Aroha Cherrie, 13, holds 6-year-old rabbit Loxey in their Redwoodtown home’s garden on 27 May. Photo: Aimée Preston.
Like many 13-year-olds, Aroha Cherrie loves animals. She cares for the chickens at the home she shares with her mother and brother in Redwoodtown. She also tends to rabbits, both her pets and those she breeds. When a guest arrives with a dog, she has treats on hand – made by her own two hands.

Unlike most, if not all other, 13-year-olds, Aroha already is turning her passion into a profession.


Aroha completed certification as a pet groomer and puts her learning into practice at Sally’s Grooming in Blenheim. (She’s regularly there on Thursdays.) Her education appetite whetted, she currently takes courses toward a veterinary assistant credential through The Career Academy, based in Christchurch, and is raising money to attend Future Vet Kids Camp in Melbourne next April.
She also runs a business. Under the name Little Hop Haven, from home, Aroha sells bunnies she breeds from a couple of rabbits she procured. She has those proceeds earmarked for a van to travel the country and groom pets along the way to cover expenses.
For good measure, she volunteers with the Kārearea Falcon Trust … and plays football on a Grade 13 boys’ team … and plays guitar … and, oh yeah, does her classwork. (Aroha and Alex, 11, are homeschooled.) Somewhere within a 24-hour day, she sleeps.
“I am very busy,” she observed, her tone neither ostentatious nor ironic. But at least Alex looks after the cat.
Turning point
Aroha, true to the meaning of her name, “has always had a love for animals,” proud mum Aimée Preston shared. That affection reached a new level when, at age 8, Aroha saved a critically injured rabbit.

Long story short, the family got a call from friends whose cat had dragged a weanling through their 20-acre property. Aroha researched how to render care and, in her mother’s words, “effectively loved this baby rabbit back to life.”
Loxey now is six and a beloved pet. He is not part of Little Hop Haven, whose papa and mama parented their first litter eight weeks ago. Of the 10 kits, nine have new homes.

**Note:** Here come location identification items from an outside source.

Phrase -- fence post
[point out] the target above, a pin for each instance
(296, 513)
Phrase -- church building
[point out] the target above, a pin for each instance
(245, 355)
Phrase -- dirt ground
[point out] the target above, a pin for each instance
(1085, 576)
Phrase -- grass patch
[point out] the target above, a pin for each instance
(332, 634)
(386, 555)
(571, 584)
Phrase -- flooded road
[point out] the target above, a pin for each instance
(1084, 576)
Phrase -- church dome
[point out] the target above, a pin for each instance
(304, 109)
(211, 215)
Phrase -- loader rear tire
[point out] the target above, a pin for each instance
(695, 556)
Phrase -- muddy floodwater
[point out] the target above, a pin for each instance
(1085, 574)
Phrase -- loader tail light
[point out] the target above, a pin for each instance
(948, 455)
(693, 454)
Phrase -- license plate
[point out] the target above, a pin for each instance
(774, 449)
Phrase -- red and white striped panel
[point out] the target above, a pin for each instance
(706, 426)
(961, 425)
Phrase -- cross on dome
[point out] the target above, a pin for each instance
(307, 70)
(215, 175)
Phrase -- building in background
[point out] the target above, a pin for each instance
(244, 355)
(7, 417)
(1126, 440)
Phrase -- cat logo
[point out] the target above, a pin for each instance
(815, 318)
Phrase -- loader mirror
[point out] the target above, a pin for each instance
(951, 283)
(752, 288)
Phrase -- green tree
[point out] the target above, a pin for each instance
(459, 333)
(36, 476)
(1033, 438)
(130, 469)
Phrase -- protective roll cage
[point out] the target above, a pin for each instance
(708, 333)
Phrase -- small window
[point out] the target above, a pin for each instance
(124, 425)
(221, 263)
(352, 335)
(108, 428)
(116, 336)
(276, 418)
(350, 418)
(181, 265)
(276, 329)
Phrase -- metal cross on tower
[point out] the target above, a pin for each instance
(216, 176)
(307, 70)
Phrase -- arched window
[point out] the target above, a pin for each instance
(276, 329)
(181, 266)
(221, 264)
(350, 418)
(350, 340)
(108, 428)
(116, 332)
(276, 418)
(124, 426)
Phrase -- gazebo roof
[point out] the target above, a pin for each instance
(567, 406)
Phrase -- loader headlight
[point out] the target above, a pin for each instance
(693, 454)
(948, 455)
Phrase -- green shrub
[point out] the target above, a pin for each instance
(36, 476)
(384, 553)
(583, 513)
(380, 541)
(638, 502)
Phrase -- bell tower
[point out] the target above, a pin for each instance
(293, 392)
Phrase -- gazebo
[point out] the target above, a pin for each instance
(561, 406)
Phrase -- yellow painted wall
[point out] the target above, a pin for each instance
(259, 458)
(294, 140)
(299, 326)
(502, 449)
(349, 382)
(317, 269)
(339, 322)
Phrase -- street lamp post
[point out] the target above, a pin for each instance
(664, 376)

Attending Future Vet Kids Camp will take her away from the menagerie, but the opportunity to dive into animal health alongside other motivated youth is worth it. Her fundraising efforts include selling dog biscuits and rabbit treats she makes; look for sachets soon at Springlands Veterinary Centre.
“Age doesn’t define dreams,” Aroha said, bringing a tear to Amy’s eye. “Anyone can do whatever; they just need to put in the work.”